Friday, August 29, 2008

Rockstar Status? Part 2

I realize I have this same propensity—sometimes I want to allow myself to be caught up into Christian stardom with the structures and hierarchies we create: “this person is influential and important.” “this person’s church isn’t big enough.” “they always were just different.” And I am somewhat on the “inside” (well, as being a minister myself) of the evangelical culture so I have fallen prey to the notion that significance for God’s Kingdom is only assessed and assigned through human opinion and affirmation. I have seen great devastation in this outlandish attention-getting display of antics that we sometimes call “a great move of God.” I don’t think God needs our press. I think we become dangerous when we believe our own press. And I have seen that proved true time and time and time again. Just look at recent headlines, people like Todd Bentley and Mike Guglielmucci, and before them Tedd Haggard and before him Jimmy Swaggart, Marvin Gorman and Jim Bakker and before them Aimee Semple McPherson and countless others have had major moral breakdowns that have gone very public.

I am not proud when I think that the organization that I’m affiliated with has been the same association as the majority of those, and closely connected with the few that weren’t the exact same association of churches.
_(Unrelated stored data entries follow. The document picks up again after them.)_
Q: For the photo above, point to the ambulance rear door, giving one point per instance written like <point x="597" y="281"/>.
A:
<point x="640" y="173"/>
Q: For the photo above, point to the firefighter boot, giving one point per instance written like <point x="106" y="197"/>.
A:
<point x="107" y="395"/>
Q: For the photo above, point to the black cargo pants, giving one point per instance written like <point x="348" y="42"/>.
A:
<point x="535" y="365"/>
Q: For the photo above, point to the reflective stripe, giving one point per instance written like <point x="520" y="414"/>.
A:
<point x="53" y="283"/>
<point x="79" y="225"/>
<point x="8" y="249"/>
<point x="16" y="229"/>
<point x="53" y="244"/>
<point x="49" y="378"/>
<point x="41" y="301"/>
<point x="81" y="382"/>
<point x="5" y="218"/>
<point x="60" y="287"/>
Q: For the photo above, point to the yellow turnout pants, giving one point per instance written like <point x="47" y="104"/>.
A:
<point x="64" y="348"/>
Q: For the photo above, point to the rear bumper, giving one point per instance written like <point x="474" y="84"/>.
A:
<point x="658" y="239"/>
The Evangelical Christian community seems to have quite the inclination towards allowing this to happen. And the stories of the above aren’t the only ones—there are too many to mention, stories of local Christian School principals sexually abusing vulnerable teen girls, stories of local pastors carrying on inappropriate relations with minors, stories of families ravaged by the media feast of illicit conduct of ministers. It puts the fear of God in me; there are also situations that hit much, much closer to home. I have had to deal with my share of personal heartache by being let down by someone pursuing ministry whom I trusted and by whom I was harshly betrayed (and who for a long time hid deep, painful secrets) and I know of a dozen more stories of others who have been severely wounded by some in and some pursuing ministry whose lives didn’t quite match up with what they publicly touted. And my heart is broken that it keeps happening.